We can find the specific commit object in our database just like we have with any of the others, by searching through the git/objects folder. And we'll just filter it again by file, and just look through this list. These are all the objects in our database. And you've seen now a couple different types. We've seen blobs, trees, and now we've added commit. So search for cc74, and here it. So this is actually a commit object that's stored in the Git database, alongside all the other different types of objects.

To make it even more clear, in the bottom window I've opened up this file in Ruby again. I inflated it, or unzipped it, if you will. And this is the actual contents of that file after it's been unzipped. And it's just a different type of object in the database. And this says what type of object it is. It's 187 bytes. And here's our null byte followed by the actual contents of the file.

So Git is storing this commit object with this content. It's a specific format for the content that includes the tree, and then a new line, the author, and then a new line, the committer, a new line, and so on. All the way until we get to the actual message of the commit that stores the last piece of content. So this is the content for this type of object in the Git database.

And all the different types we've seen so far have different formats for their content. So we've seen blob, which is just any kind of content. Then we saw tree, which is a specific kind of content that stores entries to other blobs and to other trees. And now we've seen a new one called commit.

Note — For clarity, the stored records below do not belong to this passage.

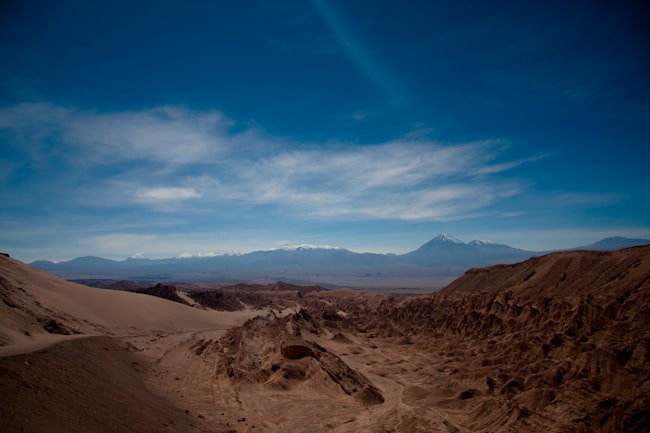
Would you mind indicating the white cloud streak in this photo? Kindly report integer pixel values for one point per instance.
(164, 156)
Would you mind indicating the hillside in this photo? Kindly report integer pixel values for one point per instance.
(558, 343)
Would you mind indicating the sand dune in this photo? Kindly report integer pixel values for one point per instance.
(559, 343)
(33, 298)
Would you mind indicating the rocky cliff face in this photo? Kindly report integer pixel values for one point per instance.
(558, 342)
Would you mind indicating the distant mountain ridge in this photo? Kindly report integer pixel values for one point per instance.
(434, 263)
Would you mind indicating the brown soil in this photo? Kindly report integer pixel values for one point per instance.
(559, 343)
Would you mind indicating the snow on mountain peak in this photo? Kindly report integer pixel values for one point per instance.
(301, 247)
(446, 237)
(482, 242)
(202, 255)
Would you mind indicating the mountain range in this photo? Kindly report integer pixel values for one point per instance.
(430, 266)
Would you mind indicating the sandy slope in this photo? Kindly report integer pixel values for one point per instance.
(32, 298)
(555, 344)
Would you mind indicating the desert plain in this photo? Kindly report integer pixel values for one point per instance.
(558, 343)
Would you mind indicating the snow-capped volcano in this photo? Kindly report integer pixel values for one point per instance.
(482, 242)
(305, 247)
(446, 237)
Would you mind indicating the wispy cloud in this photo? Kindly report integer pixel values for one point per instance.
(161, 157)
(165, 194)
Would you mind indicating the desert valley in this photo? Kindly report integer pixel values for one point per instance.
(558, 343)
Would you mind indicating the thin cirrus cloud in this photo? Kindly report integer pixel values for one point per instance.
(162, 156)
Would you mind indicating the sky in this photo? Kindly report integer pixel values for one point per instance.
(175, 127)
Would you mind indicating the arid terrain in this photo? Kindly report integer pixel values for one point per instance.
(558, 343)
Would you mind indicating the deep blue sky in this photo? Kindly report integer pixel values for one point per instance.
(170, 127)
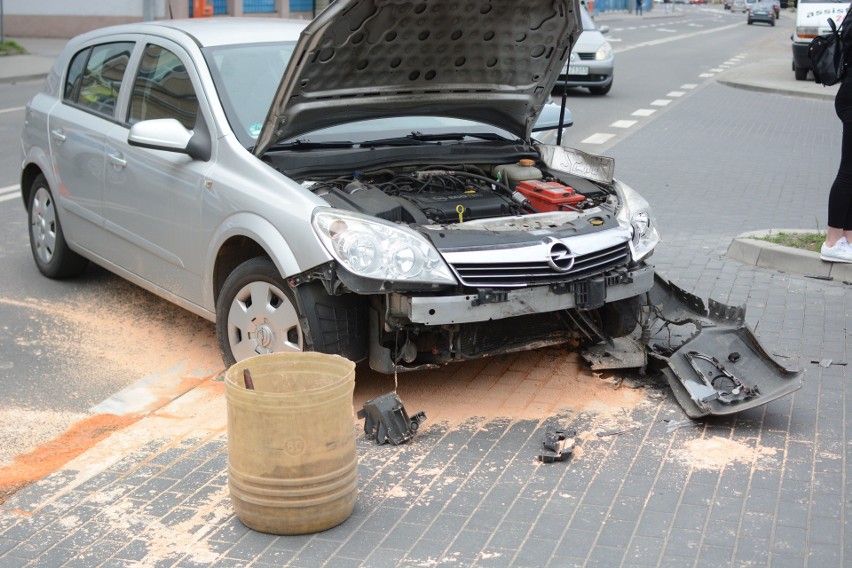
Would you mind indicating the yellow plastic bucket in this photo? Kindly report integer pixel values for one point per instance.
(292, 465)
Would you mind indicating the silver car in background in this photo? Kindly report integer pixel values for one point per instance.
(592, 62)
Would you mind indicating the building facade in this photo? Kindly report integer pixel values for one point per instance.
(67, 18)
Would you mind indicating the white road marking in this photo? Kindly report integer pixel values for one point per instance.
(675, 38)
(598, 138)
(10, 192)
(623, 123)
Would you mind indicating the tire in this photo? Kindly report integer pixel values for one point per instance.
(51, 253)
(256, 313)
(600, 90)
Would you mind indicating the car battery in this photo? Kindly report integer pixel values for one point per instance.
(548, 196)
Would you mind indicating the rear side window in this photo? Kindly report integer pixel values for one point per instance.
(94, 77)
(163, 89)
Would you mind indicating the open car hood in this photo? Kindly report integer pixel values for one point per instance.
(493, 61)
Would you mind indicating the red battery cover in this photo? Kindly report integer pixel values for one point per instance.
(548, 196)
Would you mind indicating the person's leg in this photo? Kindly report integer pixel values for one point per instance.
(840, 195)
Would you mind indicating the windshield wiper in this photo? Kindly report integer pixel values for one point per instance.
(308, 145)
(418, 138)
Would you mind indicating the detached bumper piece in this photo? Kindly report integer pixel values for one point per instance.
(714, 364)
(385, 419)
(711, 359)
(558, 445)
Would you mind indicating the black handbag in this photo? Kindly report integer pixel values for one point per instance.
(828, 55)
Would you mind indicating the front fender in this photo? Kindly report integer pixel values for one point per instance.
(265, 234)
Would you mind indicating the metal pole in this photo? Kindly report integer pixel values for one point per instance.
(147, 10)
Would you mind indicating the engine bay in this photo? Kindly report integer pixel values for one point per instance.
(452, 194)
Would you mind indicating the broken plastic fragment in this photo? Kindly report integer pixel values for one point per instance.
(385, 419)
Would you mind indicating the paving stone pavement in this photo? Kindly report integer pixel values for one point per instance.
(646, 486)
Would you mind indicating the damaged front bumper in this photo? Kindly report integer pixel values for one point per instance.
(711, 359)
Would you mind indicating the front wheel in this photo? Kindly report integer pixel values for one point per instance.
(600, 90)
(256, 313)
(51, 253)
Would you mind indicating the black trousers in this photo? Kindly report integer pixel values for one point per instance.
(840, 196)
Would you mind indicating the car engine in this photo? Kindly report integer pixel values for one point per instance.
(457, 194)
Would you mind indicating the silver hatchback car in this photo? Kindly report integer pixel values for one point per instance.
(365, 184)
(592, 62)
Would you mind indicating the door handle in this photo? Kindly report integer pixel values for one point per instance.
(117, 161)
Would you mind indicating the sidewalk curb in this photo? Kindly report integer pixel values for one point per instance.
(749, 249)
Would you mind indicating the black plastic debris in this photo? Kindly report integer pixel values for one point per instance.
(385, 419)
(558, 445)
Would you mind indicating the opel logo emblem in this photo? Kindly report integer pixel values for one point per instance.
(560, 257)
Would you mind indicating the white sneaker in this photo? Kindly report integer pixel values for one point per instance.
(840, 252)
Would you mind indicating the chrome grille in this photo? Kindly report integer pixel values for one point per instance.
(517, 274)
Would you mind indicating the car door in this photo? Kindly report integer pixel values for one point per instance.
(152, 198)
(77, 129)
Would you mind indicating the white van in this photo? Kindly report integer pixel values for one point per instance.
(812, 20)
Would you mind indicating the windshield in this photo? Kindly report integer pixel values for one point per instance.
(246, 77)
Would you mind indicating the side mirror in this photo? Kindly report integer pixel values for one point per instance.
(169, 135)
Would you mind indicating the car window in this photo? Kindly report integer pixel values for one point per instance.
(94, 77)
(246, 77)
(162, 89)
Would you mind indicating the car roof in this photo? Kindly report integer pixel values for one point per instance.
(209, 32)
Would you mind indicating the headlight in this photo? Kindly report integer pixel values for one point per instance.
(636, 212)
(374, 249)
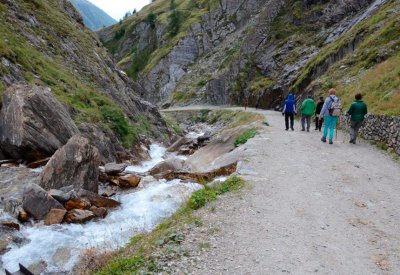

Now that we have at least one commit, we can provide it to the log command cc74, and we have a little bit of a git log here. This is showing the commit that we just created. And this looks kind of like what you would see when you say git log. We just have only one commit at this point.

Let's create one more commit. In order to do that, I'm going to make a change to my working directory, get that into the index and write a new tree. Let's just change the file two .txt. I'll make this to version two, and write that out to two txt. And we should see, now that we have a difference between our local directory, our project directory, and the index. And I can go ahead and update the index with update index, and provide it the path to the file. And then we'll write that index to a tree by saying git write tree.

Now we have a new tree object written, we can create a commit. But this time I'm going to do something a little special. I want this commit to have a parent commit. I want it to come after the previous commit that I made. So I can give it a parent. So what I can do is say echo. And I'll give it a commit message. This is my second commit with a parent. And we'll pipe that into git commit tree. And we provide the e6211 to commit that tree, and then give it the P option and provide a parent commit that we want to be the parent for this commit message.

So the last commit message had a hash that started with cc74. If I scroll back a little bit, we should see that, yep, cc74. And if I press Enter here, I do get a new commit with a new SHA hash of aa5c.

And if I take a look at the raw contents of that git object, notice it has a new property in it called parent. And this parent points to the previous commit that we created prior to this one. So it has a tree, just like the other one. It has an author and a committer and a commit message. But this time it points up to a parent. So we can form this hierarchy of commits. And if I look at the git logs starting at this commit, so git log aa5c, notice that the log command is now going to show me all the commits starting from this one, working its way all the way up the list of parents.

And now we're getting pretty close to what we see with Git inside of our projects, with the git log and commit messages.